Denying that she saw any violence, Watkins even went so far as to say that the widely documented instances of police being attacked might have been over by the time she got there. She also claimed that the doors to the Capitol building we open. “It was like Black Friday” when everybody wants to get in the door to get a flat-screen TV, she said.  

Watkins said that the point of the stack formation was just to stay together, not as a tactical military posture.

As she walked around the building, Watkins said she take photos because she believed it was “some heroic American moment … we, the people, going into our House.” 

Watkins denied that she sought out senators, claiming that she only went further into the Capitol and down a hallway because the crowd started pushing and she was in the middle “like a trash compactor.” She conceded that at one point she encouraged the crowd to “push, push, push” past a line of police officers guarding a hallway, and she admitted she interfered with police doing their duty.  

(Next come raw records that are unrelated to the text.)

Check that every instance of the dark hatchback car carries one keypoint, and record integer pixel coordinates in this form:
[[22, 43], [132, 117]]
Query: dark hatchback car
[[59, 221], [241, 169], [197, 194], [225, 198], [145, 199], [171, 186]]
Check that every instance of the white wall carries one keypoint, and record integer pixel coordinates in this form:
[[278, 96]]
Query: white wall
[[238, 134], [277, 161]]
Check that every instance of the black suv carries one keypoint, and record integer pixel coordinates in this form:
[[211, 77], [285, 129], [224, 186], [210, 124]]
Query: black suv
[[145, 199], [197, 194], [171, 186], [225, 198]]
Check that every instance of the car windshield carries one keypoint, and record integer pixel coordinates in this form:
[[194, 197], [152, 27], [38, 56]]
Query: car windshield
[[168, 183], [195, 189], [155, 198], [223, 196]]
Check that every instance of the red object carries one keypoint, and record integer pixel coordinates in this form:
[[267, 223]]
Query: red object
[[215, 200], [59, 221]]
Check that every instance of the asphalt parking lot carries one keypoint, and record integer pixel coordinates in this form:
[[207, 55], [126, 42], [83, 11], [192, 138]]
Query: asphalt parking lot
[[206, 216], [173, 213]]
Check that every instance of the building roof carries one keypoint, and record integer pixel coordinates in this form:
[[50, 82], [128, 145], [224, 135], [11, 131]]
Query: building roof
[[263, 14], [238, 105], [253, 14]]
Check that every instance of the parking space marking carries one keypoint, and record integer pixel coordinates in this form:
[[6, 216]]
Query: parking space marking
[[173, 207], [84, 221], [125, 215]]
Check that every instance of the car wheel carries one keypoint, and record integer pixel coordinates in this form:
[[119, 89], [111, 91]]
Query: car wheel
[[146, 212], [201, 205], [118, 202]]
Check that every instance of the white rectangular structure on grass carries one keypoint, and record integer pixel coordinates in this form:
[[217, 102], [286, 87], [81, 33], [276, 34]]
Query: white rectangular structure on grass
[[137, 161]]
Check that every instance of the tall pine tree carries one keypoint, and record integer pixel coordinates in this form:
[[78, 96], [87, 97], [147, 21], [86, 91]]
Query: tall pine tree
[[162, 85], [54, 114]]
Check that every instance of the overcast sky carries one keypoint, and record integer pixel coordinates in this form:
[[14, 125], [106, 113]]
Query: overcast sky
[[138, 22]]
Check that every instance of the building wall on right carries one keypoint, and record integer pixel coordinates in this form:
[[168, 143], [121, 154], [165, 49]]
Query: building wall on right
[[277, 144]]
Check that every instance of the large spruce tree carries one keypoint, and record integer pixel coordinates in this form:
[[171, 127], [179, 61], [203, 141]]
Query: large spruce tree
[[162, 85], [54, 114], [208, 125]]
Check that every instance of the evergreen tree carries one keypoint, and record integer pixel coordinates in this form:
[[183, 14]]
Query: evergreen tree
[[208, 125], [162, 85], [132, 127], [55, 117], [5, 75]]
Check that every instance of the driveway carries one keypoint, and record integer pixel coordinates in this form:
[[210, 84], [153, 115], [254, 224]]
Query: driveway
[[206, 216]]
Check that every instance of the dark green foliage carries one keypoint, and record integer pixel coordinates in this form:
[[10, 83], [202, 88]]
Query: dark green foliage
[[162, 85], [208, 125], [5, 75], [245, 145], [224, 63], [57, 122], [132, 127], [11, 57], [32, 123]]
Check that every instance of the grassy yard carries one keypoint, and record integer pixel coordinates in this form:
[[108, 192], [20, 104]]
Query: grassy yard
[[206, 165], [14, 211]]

Turning down the offer from the lawyer questioning her to apologize for her actions on Jan. 6, Watkins said she would rather say sorry to Christopher Owens, whom she described as the cop who testified that he was trying to protect the Capitol “from my ass.” 

Prosecutors are expected to begin cross-examination of Watkins on Thursday. The trial was initially expected to last six weeks but it has already been going on for eight. Watkins' testimony will undoubtedly prolong the trial further, likely unraveling Judge Mehta's stated desire to have verdict forms in jurors’ hands before Thanksgiving next week.

The judge has already put proceedings on hold twice for illness and dismissed two jurors, with plans to dismiss a third before they are given the case to deliberate. Doing so would leave the 12-person jury with just one alternate.